„Falsche“ Rechnung
Die Generalstaatsanwaltschaft hat das zweitinstanzliche Urteil gegen Johann Paul Oberkofler zum Mordversuch an seiner Ehefrau Brigitta Steger angefochten. Mit guten Argumenten.
von Thomas Vikoler
Das Urteil des Bozner Oberlandesgerichts vom Juli vergangenen Jahres wurde nicht nur von den Kindern von Brigitta Steger als äußerst milde eingestuft. Denn das Gericht hatte die Haftstrafe für ihren Ehemann Johann Paul Oberkofler in der zweiten Instanz nahezu halbiert. Von 18 auf zehn Jahren. Vom Vorwurf der Nötigung, wofür er in der ersten Instanz zu zwei Jahre Haft verurteilt worden war, wurde Oberkofler sogar freigesprochen.

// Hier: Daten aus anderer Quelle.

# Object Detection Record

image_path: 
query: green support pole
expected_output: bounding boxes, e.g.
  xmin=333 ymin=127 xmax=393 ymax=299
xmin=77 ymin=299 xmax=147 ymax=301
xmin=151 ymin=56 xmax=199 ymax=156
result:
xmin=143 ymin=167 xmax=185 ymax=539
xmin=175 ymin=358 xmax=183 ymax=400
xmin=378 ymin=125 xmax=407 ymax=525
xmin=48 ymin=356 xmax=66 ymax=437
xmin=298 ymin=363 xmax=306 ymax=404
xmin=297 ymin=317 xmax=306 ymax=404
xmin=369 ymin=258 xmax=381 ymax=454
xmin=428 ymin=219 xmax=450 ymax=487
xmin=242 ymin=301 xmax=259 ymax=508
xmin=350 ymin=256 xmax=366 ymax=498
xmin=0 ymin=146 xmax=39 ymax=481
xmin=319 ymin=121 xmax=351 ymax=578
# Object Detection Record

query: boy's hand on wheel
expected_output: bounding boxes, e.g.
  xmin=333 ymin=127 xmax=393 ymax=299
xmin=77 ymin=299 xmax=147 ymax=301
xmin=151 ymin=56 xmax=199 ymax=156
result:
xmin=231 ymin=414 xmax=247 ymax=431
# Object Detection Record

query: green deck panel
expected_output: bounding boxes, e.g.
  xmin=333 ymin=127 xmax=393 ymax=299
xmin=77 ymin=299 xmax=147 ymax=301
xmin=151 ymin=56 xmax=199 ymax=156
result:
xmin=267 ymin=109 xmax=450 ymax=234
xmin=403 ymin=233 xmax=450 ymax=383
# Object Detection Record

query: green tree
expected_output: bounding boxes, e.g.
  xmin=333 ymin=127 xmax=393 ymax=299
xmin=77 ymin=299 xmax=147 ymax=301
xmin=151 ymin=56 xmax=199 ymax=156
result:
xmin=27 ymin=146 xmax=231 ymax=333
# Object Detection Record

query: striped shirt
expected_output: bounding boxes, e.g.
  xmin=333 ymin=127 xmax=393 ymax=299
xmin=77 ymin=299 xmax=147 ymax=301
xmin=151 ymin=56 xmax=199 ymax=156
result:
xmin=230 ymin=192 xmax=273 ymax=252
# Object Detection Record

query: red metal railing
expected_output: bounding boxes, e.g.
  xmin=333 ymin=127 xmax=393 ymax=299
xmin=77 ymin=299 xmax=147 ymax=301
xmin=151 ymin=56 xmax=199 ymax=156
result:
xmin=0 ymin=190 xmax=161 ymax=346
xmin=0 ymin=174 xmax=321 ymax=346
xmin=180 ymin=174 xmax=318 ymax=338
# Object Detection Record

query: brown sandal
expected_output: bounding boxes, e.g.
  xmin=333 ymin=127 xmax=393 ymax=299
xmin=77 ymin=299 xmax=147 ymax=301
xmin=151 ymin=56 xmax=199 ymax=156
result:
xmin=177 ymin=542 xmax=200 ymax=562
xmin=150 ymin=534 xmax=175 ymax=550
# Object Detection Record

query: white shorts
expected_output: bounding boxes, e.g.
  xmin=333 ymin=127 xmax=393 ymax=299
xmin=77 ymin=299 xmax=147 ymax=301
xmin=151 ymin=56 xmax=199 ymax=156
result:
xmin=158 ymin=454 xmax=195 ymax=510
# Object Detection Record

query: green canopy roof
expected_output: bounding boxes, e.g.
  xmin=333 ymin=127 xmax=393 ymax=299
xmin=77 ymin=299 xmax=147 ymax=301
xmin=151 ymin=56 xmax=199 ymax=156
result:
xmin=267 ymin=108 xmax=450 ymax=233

Ein Urteil, mit dem beide Prozessparteien nicht zufrieden sind. Sowohl Verteidiger Paolo Fava als auch Generalstaatsanwalt Paul Ranzi haben beim Kassationsgerichtshof Beschwerde gegen das Urteil des Oberlandesgerichts eingebracht. Aus unterschiedlichen Gründen: Fava hofft auf eine weitere Haftreduzierung für seinen Mandanten, der Generalstaatsanwalt hält das aktuelle Strafmaß für wesentlich zu milde. Er hatte bei der Verhandlung eine weitgehende Bestätigung der 18 Jahre Haft beantragt.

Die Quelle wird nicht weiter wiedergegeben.